Important Trends in UCP3 Investigation

Abstract

Membrane uncoupling protein 3 (UCP3), a member of the mitochondrial uncoupling protein family, was discovered in 1997. UCP3's properties, such as its high homology to other mitochondrial carriers, especially to UCP2, its short lifetime and low specificity of UCP3 antibodies, have hindered progress in understanding its biological function and transport mechanism over decades. The abundance of UCP3 is highest in murine brown adipose tissue (BAT, 15.0 pmol/mg protein), compared to heart (2.7 pmol/mg protein) and the gastrocnemius muscle (1.7 pmol/mg protein), but it is still 400-fold lower than the abundance of UCP1, a biomarker for BAT. Investigation of UCP3 reconstituted in planar bilayer membranes revealed that it transports protons only when activated by fatty acids (FA). Although purine nucleotides (PN) inhibit UCP3-mediated transport, the molecular mechanism differs from that of UCP1. It remains a conundrum that two homologous proton-transporting proteins exist within the same tissue. Recently, we proposed that UCP3 abundance directly correlates with the degree of FA β-oxidation in cell metabolism. Further development in this field implies that UCP3 may have dual function in transporting substrates, which have yet to be identified, alongside protons. Evaluation of the literature with respect to UCP3 is a complex task because (i) UCP3 features are often extrapolated from its "twin" UCP2 without additional proof, and (ii) the specificity of antibodies against UCP3 used in studies is rarely evaluated. In this review, we primarily focus on recent findings obtained for UCP3 in biological and biomimetic systems.

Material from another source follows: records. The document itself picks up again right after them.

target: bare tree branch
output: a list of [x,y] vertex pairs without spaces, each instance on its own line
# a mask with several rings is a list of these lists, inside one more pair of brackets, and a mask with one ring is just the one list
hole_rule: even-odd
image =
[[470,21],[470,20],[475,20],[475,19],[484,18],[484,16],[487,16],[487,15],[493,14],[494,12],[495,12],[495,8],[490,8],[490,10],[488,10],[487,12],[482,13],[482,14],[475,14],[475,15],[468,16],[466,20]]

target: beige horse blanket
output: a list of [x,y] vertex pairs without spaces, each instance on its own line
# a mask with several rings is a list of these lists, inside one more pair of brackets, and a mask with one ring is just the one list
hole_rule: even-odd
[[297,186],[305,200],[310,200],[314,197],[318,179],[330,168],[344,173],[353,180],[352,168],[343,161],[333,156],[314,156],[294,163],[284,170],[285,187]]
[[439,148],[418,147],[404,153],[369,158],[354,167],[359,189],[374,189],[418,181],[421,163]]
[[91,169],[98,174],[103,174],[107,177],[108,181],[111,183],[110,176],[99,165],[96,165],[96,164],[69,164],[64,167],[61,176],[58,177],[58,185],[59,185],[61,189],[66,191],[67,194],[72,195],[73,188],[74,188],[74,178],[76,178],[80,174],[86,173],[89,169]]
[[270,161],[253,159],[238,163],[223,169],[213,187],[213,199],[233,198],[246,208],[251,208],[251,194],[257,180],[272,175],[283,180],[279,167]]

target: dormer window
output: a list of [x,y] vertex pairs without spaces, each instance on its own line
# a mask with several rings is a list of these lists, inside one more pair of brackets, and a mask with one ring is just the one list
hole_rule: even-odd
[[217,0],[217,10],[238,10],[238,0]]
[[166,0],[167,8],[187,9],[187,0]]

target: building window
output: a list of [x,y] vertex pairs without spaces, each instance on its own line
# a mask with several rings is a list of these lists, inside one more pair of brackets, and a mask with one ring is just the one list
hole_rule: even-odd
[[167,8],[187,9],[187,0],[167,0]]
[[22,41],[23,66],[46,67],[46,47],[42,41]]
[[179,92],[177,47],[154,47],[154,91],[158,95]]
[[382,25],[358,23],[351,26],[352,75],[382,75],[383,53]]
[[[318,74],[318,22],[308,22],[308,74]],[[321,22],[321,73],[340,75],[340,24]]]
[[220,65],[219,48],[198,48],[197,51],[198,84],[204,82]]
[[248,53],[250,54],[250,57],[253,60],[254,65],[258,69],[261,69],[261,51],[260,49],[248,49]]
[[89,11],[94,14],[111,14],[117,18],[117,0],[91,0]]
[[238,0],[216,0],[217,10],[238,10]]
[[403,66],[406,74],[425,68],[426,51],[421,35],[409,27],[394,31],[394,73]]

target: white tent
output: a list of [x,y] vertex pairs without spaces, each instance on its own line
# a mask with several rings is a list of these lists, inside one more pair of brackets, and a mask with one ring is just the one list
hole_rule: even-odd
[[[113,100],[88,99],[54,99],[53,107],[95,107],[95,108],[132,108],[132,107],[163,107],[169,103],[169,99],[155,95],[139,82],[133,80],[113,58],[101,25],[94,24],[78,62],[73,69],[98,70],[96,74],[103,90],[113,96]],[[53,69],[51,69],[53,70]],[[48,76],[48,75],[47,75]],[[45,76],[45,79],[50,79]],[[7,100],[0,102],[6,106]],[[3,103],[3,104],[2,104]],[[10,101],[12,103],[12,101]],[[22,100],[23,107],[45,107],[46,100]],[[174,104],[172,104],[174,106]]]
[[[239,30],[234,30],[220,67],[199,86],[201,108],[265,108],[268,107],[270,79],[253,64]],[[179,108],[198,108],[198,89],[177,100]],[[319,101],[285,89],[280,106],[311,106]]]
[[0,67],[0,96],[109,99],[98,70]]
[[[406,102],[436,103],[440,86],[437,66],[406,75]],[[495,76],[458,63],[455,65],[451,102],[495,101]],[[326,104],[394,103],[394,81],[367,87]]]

Keywords: cell metabolism; fatty acid beta-oxidation; mitochondria; proton transport; uncoupling protein expression pattern.

FIGURE 1

Coupling and uncoupling in mitochondria of brown adipose tissue. A section of a brown fat mitochondrion with outer mitochondrial membrane (OMM), intermembrane space (IMS) and cristae of the inner mitochondrial membrane (IMM) is shown. The complexes of the electron transport chain (ETC, beige) shuttle protons (dark blue) across the IMM and create a proton gradient, which conserved energy drives the ATP synthesis by the ATP synthase (F₀F₁, brown) in the cristae. Uncoupling protein 1 (UCP1, light blue), which is largely present in brown fat mitochondria IMM short-circuits the coupling of ECT and F₀F₁ by mediating a proton leak and dissipating the conserved energy as heat. The homologous UCP3 (green) with a similar proton transport activity is also present in the IMM but at much lower amount and its biological function is still unknown.

FIGURE 2

Human UCP3 primary sequence characteristics. (A) Multiple sequence alignment of hUCP1, hUCP3S, hUCP3L, mUCP1, and mUCP3. Amino acid sequences of human UCP1 (NP_068605.1), mouse UCP1 (NP_033489.1), human UCP3 short isoform (NP_073714.1), human UCP3 long isoform, and mouse UCP3 (NP_033490.1) were compared with respect to homology using “Multiple sequence alignment with hierarchical clustering” (Corpet, 1988). Red, dark red and black colored residues indicate homologous, similar and different residues between the proteins, respectively. (B) Simple scheme of the structure of the human UCP3 long isoform based on its homology to ANT and ANT crystallographic structure (Pebay-Peyroula et al., 2003).

FIGURE 3

New concept for the expression of uncoupling proteins.

FIGURE 4

Proton transport mechanisms.

FIGURE 5

Mechanisms of UCP-PN interaction and inhibition. (A) PN inhibition mechanism for UCP1. The α-, β-, and γ-phosphate of PNs bind to R277, R183, and R84, respectively. R84 does not interact with the β-phosphate of diphosphate-PNs. The three P-R bonds additively contribute to maximum inhibition but interact independently. None of them is essential for inhibition or PN binding. (B) Mechanism of UCP3 inhibition by PNs. R184 and R84 bind to the α-and β-phosphate of PNs. Interaction between R184 and the PN α-phosphate is essential for protein inhibition and may induce a conformational change. Interaction of R84 with the β-phosphate increases binding strength. Instead of R278, another residue is proposed to be a part of the UCP3 PN-binding-pocket, which binds to the γ-phosphate of PN.

FIGURE 6

Dual function of mitochondrial carrier proteins.